In Alzheimer’s patients, scientists have previously discovered higher urea levels in their brains. With that in mind, the South Korean team wondered if this same urea cycle was contributing to dementia onset.
Their study finds the urea cycle is indeed “switched on” in the astrocytes of Alzheimer’s-diseased brains. Study authors say the cells are trying to clean out the toxic amyloid-beta aggregates and convert them into urea. While that may be a good plan, the team found that switching on the urea cycle in these particular cells actually starts a vicious cycle that causes more memory loss!
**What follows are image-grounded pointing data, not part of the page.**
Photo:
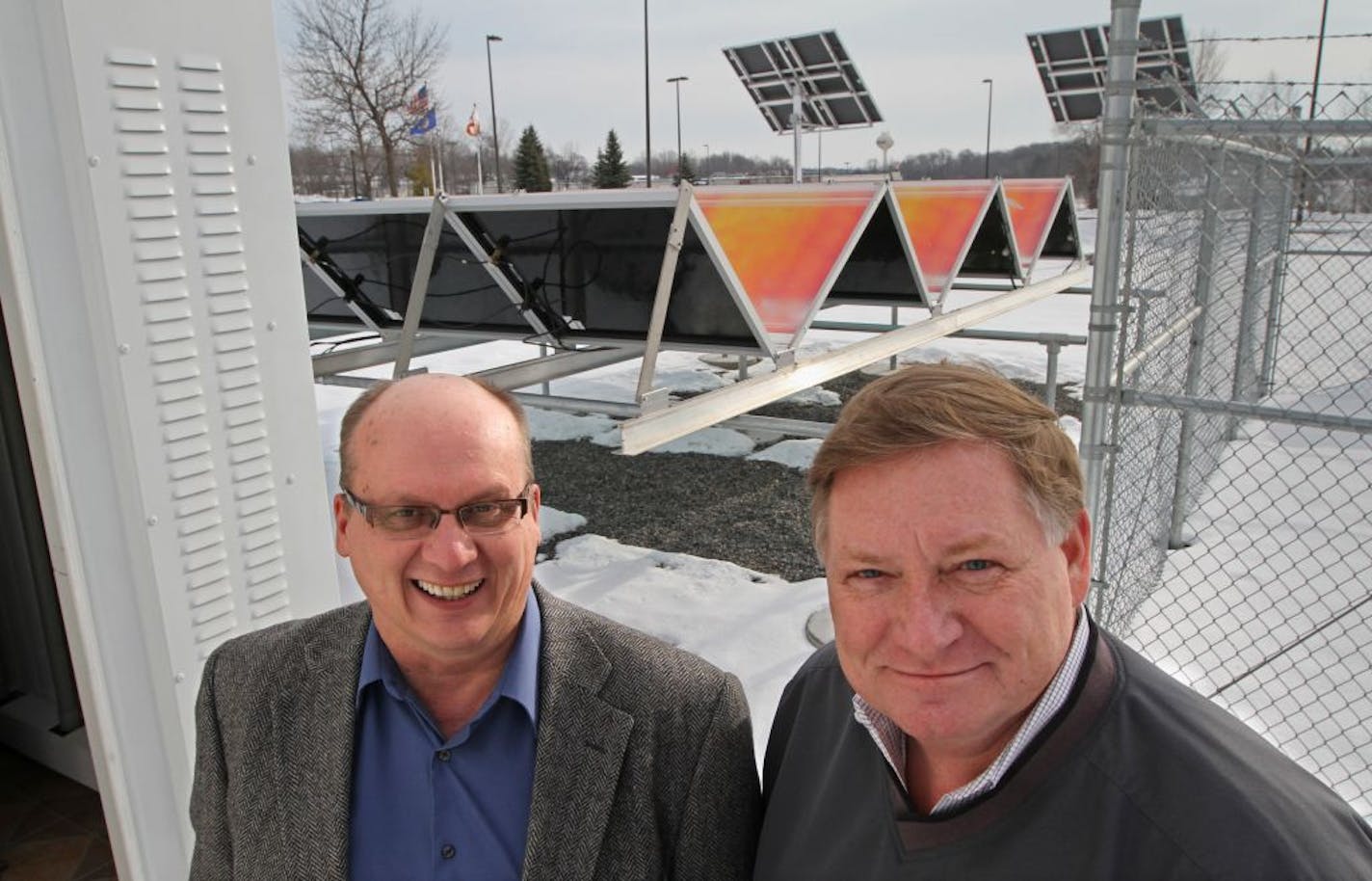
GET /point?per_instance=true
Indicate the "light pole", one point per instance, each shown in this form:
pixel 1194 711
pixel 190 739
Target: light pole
pixel 990 90
pixel 678 81
pixel 495 136
pixel 647 112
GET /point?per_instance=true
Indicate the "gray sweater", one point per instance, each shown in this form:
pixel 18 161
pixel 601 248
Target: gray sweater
pixel 1138 777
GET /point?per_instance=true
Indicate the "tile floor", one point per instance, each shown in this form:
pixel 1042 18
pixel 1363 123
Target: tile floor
pixel 51 828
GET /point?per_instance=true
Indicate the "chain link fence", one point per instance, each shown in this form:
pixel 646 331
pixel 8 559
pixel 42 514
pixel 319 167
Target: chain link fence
pixel 1233 523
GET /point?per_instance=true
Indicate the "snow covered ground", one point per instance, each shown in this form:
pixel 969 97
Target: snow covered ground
pixel 752 624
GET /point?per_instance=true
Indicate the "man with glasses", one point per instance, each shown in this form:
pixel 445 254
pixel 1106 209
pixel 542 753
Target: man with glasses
pixel 462 722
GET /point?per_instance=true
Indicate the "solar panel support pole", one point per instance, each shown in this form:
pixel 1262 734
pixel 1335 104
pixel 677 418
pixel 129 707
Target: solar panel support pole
pixel 332 285
pixel 675 236
pixel 419 288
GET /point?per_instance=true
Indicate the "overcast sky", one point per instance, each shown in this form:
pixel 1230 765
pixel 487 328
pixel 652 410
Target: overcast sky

Breaking down the vicious cycle between urea and dementia
Researchers explain that turning on the urea cycle in brain cells results in the production of ornithine, another metabolite which builds up in the brain and needs to be cleaned out. The astrocytes keep working by producing the enzyme ornithine decarboxylase 1 (ODC1) in order to clean up the ornithine. This process converts ornithine into putrescine.
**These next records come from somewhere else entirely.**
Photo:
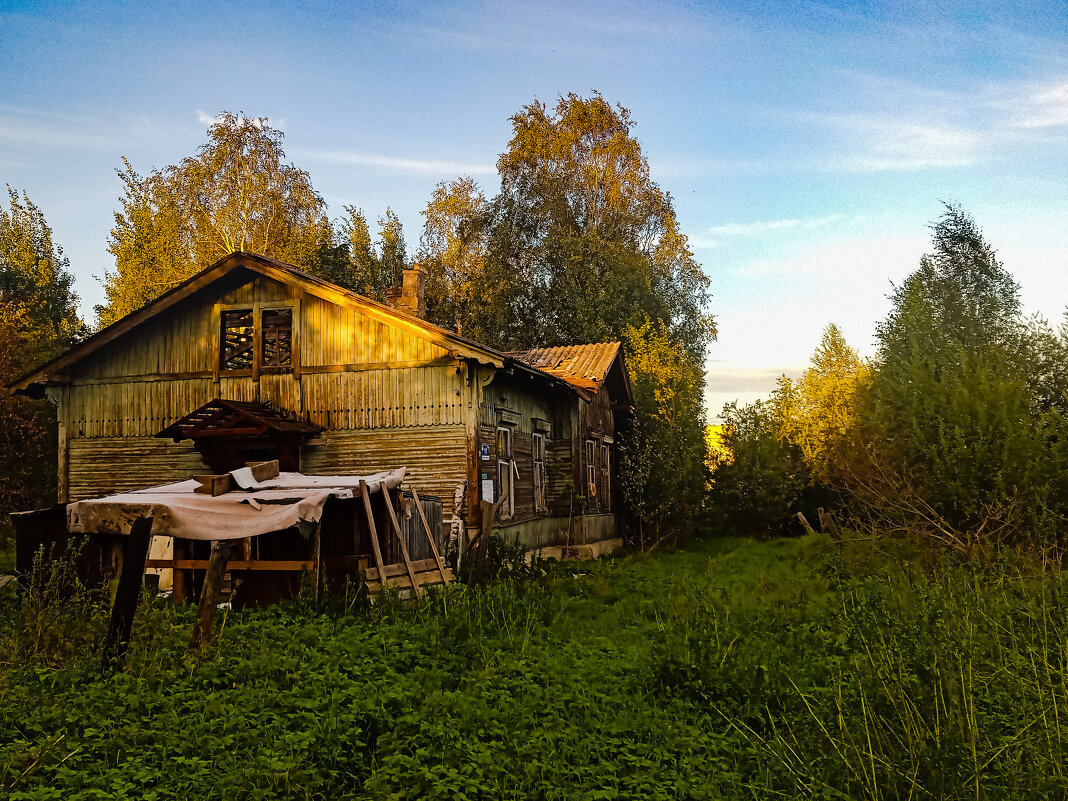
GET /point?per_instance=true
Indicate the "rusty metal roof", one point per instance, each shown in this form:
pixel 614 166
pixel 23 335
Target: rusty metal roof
pixel 584 366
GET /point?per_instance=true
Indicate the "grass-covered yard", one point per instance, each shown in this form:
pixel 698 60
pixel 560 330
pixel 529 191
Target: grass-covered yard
pixel 731 669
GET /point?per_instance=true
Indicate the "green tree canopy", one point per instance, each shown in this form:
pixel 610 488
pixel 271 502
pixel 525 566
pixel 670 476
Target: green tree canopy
pixel 236 193
pixel 38 320
pixel 953 421
pixel 580 245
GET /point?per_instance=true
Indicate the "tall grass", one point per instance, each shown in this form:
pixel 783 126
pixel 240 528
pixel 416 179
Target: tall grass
pixel 787 669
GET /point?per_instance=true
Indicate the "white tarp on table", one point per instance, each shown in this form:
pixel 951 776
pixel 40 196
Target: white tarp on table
pixel 291 499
However, all of that increases the levels of the neurotransmitter γ-aminobutyric acid (GABA), and toxic byproducts such as hydrogen peroxide (H2O2) and ammonia throughout the brain.
The creation of ammonia in the brain keeps the urea cycle going, as it tries to deal with the new toxins and convert them into urea as well. Unfortunately, this just continues to create more and more toxic substances for the astrocytes to deal with, in a never-ending cycle.
In the end, the high levels of GABA created by the astrocytes inhibit neuronal transmission in the brain — resulting in the classic symptom of memory loss in Alzheimer’s patients.
“For years, scientists have been debating about the beneficial and detrimental role of reactive astrocytes, and with the findings of this study, our group is able to clearly demarcate the beneficial urea cycle and the detrimental conversion of ornithine to putrescine and GABA, thereby providing evidence of the dual nature of astrocytes in Alzheimer’s Disease brain,” says first author Ju Yeon Ha in a media release.
Switching off the brain’s urea cycle may cure Alzheimer’s
With this new knowledge, the team experimented on a group of mice with Alzheimer’s — silencing the gene that produces ornithine decarboxylase 1 in astrocytes. Researchers found that this stopped the excessive GABA production and neuronal inhibition in the hippocampus — the brain region controlling memory and learning.
The mice performed better in memory-related tests and also completely recovered from Alzheimer’s-related memory loss after the ODC1 knockdown. The team even found significantly fewer amyloid-beta plaques in mice with a silenced ODC1 gene.
“With the results from this study, we were able to finally delineate the pathway linking amyloid-beta plaques to astrocytic reactivity, uncovering the presence of a functional urea cycle in reactive astrocytes for the first time. We also found increased levels of enzyme ODC1 in human AD patients’ brains, raising the possibility of translating the results from our mouse study to humans and indicating that ODC1 may be a novel and powerful therapeutic target against the disease, inhibition of which could clear amyloid-beta plaques as well as improve memory,” concludes corresponding author C. Justin Lee.
The study is published in the journal Cell Metabolism.